# Homework Help: Equation of the plane EQUIDISTANT from two points

1. Jan 17, 2008

### ko_kidd

I got two points that are

(2, -1, 1) and (3, 1, 5)

and I need to find the equation of the plane equidistant from those points.

Anyone?

2. Jan 17, 2008

### siddharth

Since it's equidistant, finding the midpoint should allow you to calculate the direction ratios of the normal to the plane. Once you find that, you should be able to obtain the equation to the plane. ie, [tex](\vec{r} - \vec{a}) . \hat{n} = 0[/itex]

3. Jan 17, 2008

### ko_kidd

Midpoint between what though? Midpoint between the points maybe?

I'm confused. I was thinking the first thing was to create a vector parallel to the lines or vector equation of the line based on the two points (if I did that part correctly)

what I got was
<x,y,z> = <2,-1,1> + t<1,2,4> = <z+t,-1+2t,1+4t>

4. Jan 18, 2008

### siddharth

Yes, and that gives you the direction ratios of the normal to the plane.
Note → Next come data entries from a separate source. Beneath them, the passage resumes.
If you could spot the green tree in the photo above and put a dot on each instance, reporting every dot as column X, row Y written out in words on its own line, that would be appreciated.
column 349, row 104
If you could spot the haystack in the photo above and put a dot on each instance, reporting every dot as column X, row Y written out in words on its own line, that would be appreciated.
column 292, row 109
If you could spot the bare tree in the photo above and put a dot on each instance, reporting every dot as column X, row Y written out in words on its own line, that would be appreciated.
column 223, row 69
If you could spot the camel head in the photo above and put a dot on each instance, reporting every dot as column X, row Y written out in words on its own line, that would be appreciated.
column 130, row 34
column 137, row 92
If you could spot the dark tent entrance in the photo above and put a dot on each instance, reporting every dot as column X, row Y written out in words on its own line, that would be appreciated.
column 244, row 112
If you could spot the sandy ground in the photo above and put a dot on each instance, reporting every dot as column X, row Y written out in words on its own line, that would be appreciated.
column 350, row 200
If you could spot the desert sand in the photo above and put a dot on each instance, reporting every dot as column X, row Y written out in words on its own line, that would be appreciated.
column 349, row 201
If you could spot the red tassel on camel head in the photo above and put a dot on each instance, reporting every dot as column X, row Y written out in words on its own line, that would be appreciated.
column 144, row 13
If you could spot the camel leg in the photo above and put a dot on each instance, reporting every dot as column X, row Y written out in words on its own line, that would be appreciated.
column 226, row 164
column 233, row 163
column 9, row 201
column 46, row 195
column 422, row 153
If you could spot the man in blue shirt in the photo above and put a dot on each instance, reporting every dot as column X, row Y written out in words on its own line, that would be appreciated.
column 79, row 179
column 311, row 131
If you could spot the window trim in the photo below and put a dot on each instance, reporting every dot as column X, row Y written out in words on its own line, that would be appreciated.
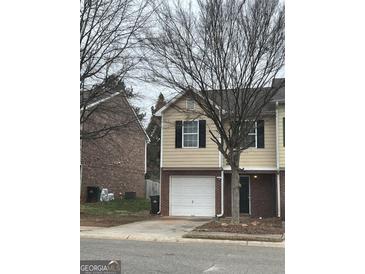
column 255, row 137
column 197, row 134
column 189, row 99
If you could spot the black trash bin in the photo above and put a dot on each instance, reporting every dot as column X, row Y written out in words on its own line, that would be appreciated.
column 155, row 204
column 93, row 194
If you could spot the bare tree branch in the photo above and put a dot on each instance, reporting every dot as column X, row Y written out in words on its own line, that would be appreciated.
column 225, row 56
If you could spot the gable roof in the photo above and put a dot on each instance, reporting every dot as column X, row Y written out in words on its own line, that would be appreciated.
column 278, row 97
column 107, row 98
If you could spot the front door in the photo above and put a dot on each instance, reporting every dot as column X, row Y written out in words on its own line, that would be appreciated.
column 244, row 194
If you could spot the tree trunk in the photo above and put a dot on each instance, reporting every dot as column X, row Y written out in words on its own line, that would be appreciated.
column 235, row 195
column 235, row 186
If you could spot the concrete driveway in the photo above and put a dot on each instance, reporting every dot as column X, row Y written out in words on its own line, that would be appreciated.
column 161, row 229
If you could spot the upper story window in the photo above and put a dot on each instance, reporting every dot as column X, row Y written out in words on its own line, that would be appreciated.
column 190, row 134
column 190, row 104
column 252, row 137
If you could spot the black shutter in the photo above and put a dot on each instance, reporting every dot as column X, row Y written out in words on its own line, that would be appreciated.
column 260, row 134
column 202, row 124
column 178, row 134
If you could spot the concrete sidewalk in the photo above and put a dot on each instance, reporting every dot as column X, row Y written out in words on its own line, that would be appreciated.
column 234, row 236
column 166, row 229
column 162, row 229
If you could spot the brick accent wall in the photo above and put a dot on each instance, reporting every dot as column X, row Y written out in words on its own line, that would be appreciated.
column 263, row 199
column 165, row 185
column 116, row 161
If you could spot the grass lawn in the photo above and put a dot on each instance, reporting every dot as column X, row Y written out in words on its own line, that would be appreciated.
column 115, row 212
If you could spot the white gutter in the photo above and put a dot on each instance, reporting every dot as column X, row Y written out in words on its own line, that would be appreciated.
column 277, row 161
column 222, row 192
column 161, row 150
column 145, row 156
column 220, row 161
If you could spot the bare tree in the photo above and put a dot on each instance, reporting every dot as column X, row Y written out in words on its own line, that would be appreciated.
column 109, row 31
column 224, row 54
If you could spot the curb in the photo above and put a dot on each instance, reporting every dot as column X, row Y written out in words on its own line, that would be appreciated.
column 183, row 240
column 234, row 236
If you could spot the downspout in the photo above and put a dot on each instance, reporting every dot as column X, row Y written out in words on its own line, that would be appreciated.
column 220, row 161
column 161, row 143
column 277, row 161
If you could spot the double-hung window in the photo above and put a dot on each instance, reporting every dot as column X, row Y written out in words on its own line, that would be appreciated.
column 190, row 104
column 190, row 134
column 252, row 137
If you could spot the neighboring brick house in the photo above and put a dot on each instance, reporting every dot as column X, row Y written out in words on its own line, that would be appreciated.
column 116, row 161
column 194, row 173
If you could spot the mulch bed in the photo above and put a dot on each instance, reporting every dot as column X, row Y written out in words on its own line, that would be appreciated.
column 247, row 225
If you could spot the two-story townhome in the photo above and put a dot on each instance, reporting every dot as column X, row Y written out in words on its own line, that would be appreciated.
column 116, row 161
column 195, row 178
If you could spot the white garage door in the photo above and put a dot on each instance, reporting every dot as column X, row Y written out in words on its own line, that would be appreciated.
column 192, row 196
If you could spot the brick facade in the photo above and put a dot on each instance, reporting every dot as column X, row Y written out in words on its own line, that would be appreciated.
column 116, row 161
column 282, row 194
column 263, row 195
column 165, row 185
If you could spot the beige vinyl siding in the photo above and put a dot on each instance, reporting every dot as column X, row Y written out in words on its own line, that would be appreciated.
column 281, row 115
column 262, row 157
column 186, row 157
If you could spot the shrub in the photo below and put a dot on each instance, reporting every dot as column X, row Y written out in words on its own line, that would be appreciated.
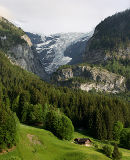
column 118, row 126
column 107, row 150
column 8, row 128
column 116, row 155
column 125, row 138
column 59, row 124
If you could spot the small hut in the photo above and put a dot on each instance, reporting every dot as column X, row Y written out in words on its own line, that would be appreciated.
column 83, row 141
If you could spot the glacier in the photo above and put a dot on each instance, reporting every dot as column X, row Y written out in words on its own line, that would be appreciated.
column 51, row 48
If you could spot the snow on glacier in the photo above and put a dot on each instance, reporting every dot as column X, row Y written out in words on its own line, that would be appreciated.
column 61, row 42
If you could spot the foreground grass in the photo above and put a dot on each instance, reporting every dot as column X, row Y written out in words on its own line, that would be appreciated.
column 51, row 148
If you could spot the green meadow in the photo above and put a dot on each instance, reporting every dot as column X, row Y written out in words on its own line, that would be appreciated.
column 39, row 144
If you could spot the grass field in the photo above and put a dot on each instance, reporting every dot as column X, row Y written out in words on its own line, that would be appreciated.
column 39, row 144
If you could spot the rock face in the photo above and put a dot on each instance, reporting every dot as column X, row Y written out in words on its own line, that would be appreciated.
column 25, row 57
column 59, row 49
column 110, row 39
column 88, row 78
column 18, row 48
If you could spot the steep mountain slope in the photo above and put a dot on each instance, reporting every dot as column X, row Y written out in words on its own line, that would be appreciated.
column 59, row 49
column 17, row 46
column 111, row 39
column 88, row 78
column 108, row 49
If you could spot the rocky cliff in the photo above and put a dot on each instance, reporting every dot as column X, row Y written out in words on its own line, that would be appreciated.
column 111, row 39
column 18, row 48
column 88, row 78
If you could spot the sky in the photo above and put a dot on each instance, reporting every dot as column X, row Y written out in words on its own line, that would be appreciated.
column 56, row 16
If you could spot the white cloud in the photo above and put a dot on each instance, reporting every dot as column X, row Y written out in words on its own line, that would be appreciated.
column 50, row 16
column 4, row 12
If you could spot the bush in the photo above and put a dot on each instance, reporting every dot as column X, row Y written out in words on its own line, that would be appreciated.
column 125, row 138
column 107, row 150
column 8, row 128
column 59, row 124
column 118, row 126
column 116, row 155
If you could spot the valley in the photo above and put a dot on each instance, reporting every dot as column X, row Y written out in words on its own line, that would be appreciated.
column 58, row 87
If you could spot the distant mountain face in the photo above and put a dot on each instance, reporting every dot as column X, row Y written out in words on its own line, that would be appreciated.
column 111, row 39
column 18, row 48
column 59, row 49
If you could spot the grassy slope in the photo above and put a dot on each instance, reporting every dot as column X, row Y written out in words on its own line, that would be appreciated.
column 52, row 148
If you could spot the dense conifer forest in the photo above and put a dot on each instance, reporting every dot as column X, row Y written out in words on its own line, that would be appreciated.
column 33, row 100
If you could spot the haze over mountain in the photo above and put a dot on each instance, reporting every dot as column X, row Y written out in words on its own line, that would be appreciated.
column 59, row 49
column 56, row 16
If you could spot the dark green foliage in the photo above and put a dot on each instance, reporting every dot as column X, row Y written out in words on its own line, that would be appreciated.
column 112, row 33
column 59, row 124
column 8, row 128
column 95, row 112
column 116, row 155
column 107, row 150
column 125, row 138
column 118, row 127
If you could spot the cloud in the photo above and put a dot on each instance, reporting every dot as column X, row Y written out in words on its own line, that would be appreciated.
column 4, row 12
column 51, row 16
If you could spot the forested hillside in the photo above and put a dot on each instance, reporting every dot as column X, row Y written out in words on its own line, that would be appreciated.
column 27, row 95
column 36, row 102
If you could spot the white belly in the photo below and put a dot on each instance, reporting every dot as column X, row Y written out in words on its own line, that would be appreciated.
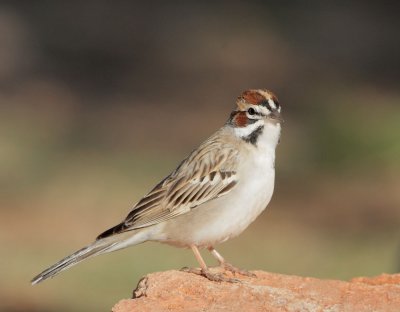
column 227, row 216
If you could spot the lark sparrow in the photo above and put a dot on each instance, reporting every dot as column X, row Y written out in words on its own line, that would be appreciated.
column 213, row 195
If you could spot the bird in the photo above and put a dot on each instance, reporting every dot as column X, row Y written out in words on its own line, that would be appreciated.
column 213, row 195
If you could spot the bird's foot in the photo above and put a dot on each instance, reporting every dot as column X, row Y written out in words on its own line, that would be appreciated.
column 215, row 277
column 229, row 267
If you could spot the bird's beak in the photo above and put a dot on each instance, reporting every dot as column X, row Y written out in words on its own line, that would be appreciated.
column 276, row 116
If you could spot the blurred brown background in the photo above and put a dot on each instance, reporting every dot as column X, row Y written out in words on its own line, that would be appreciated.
column 101, row 99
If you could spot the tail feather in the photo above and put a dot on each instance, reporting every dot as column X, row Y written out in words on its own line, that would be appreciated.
column 94, row 249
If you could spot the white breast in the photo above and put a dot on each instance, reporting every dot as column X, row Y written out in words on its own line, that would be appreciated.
column 227, row 216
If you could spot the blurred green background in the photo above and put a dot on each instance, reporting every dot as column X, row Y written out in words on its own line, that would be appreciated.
column 101, row 99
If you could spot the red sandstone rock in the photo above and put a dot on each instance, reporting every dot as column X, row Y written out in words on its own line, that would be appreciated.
column 179, row 291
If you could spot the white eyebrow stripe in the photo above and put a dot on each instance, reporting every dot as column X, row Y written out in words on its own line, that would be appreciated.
column 272, row 103
column 263, row 110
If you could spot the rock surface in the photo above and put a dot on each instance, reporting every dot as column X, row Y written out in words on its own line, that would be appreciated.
column 180, row 291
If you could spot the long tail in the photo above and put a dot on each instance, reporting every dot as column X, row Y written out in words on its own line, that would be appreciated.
column 96, row 248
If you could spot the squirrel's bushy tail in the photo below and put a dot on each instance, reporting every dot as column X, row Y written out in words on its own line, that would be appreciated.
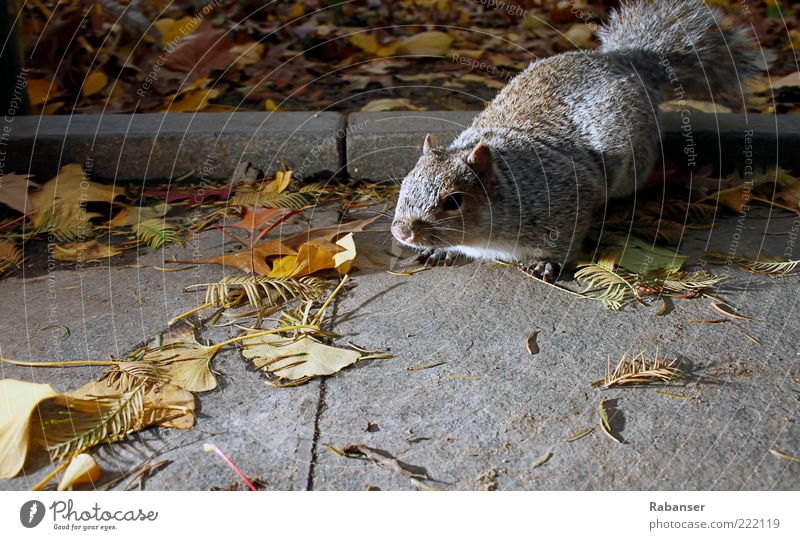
column 692, row 46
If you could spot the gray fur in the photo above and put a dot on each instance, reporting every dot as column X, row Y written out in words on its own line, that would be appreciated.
column 567, row 134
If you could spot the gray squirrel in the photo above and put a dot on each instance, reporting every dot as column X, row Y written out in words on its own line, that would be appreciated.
column 523, row 183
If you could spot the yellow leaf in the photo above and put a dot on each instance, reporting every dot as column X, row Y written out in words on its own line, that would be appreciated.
column 91, row 250
column 134, row 215
column 14, row 191
column 95, row 81
column 390, row 104
column 18, row 400
column 184, row 362
column 365, row 42
column 344, row 259
column 192, row 101
column 292, row 360
column 298, row 10
column 172, row 30
column 71, row 188
column 41, row 90
column 83, row 469
column 60, row 205
column 247, row 53
column 432, row 43
column 10, row 255
column 283, row 267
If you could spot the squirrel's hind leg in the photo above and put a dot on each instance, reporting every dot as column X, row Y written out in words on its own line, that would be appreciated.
column 438, row 256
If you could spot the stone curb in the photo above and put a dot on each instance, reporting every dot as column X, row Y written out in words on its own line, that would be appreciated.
column 363, row 145
column 384, row 145
column 159, row 146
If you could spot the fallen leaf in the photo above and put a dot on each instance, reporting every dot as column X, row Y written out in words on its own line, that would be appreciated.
column 133, row 215
column 91, row 250
column 196, row 197
column 14, row 191
column 390, row 104
column 203, row 50
column 71, row 188
column 82, row 469
column 315, row 239
column 18, row 400
column 530, row 343
column 193, row 101
column 172, row 30
column 642, row 257
column 248, row 53
column 94, row 82
column 254, row 218
column 10, row 255
column 59, row 206
column 296, row 360
column 431, row 43
column 42, row 90
column 387, row 461
column 184, row 362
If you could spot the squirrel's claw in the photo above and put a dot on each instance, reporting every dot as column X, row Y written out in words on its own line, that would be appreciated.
column 545, row 270
column 435, row 257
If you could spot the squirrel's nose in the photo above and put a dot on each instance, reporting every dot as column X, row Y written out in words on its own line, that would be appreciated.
column 402, row 231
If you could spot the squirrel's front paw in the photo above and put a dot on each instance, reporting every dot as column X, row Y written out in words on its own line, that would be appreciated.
column 545, row 270
column 435, row 257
Yeah. Since it's equidistant, this midpoint lies on the required plane. Now that you've got a point lying on the plane, and the direction ratios of the normal to the plane, you should be able to find the equation of the plane.

5. Jan 18, 2008

### HallsofIvy

The plane equidistant from two points contains the midpoint of the line segment between them, and is perpendicular to that line. That's all you need.